I have contacted my union about this but just wondering if anyone else has any advice.
I work 0.8 and occasionally I need to switch my day off. About half the time this is at my employer's request (e.g. internal meeting) and the other half it's mine/external (large external meeting that nobody's going to rearrange for me, seeing a client for whom it's the only day etc.).
This is probably 4-5 times per year. It's almost always maybe 2 to 6 weeks in advance so I arrange childcare, or DH takes the day off, or worst case I confirm or refuse at the last minute. For example I just confirmed I can go to a morning meeting next week on my regular day off but can't attend the afternoon due to DD's nursery only having space for her in the morning. Everyone fine with that.
I'm in a professional role with no real fixed hours but I'm not the only person across the organisation who has such a part time pattern. There are 2 in my group with the same line manager and the other one's DP doesn't work.
My DH does work so I can't guarantee that a switched day is covered by childcare. I have in the past had to refuse e.g. to deliver an internal training (which could be on any day but they chose my day off) because the date booked was so many months ahead I couldn't guarantee that I'd get childcare nor could my DH guarantee to take the day off. This has been a cause of friction even though I made this plain both at the start of my flexible working and more recently.

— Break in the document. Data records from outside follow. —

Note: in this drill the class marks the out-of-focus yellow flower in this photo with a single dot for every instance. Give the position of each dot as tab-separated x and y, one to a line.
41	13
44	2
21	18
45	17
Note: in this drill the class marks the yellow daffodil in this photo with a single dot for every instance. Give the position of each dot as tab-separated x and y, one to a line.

Long story short... if you are in a professional job with no fixed hours, but you work part time... how does your HR deal with you changing your part time pattern temporarily? They have made up some guff about how this can't be accommodated unless I request to change my contract for a week and change it back?
If I could find some examples of how this works elsewhere it might be possible to point out to my HR that they don't know what they are talking about.

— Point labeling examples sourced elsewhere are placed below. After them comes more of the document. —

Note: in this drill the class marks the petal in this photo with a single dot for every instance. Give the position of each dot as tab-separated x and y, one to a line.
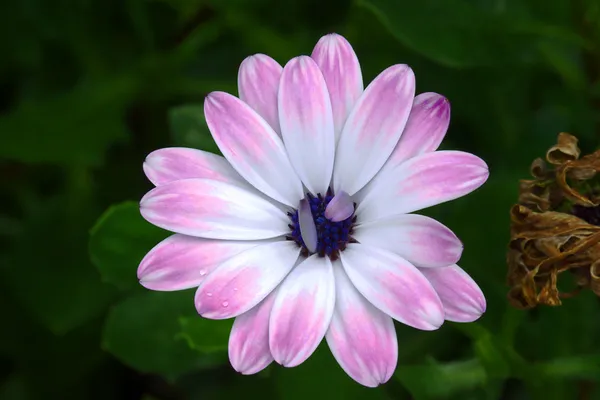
341	69
252	147
426	127
373	128
213	210
361	338
393	285
183	262
307	122
422	182
421	240
258	82
249	351
245	280
302	311
341	207
172	164
463	300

I am also pretty sure they are irritated because I can't be as flexible as some in their direction (I also am not flexible in my own direction if that makes sense e.g. I've had to skip really interesting meetings due to no childcare where I'd loved to have gone but they don't see that!). I think ideally they want me to just work my day off with no time off to compensate, whenever they need me to, but probably would prefer me not to if it's e.g. something that improves my own CPD but isn't going to feed in to my work in the next month or two!
(Across my own organisation, I get the impression that most line managers do this informally but mine won't).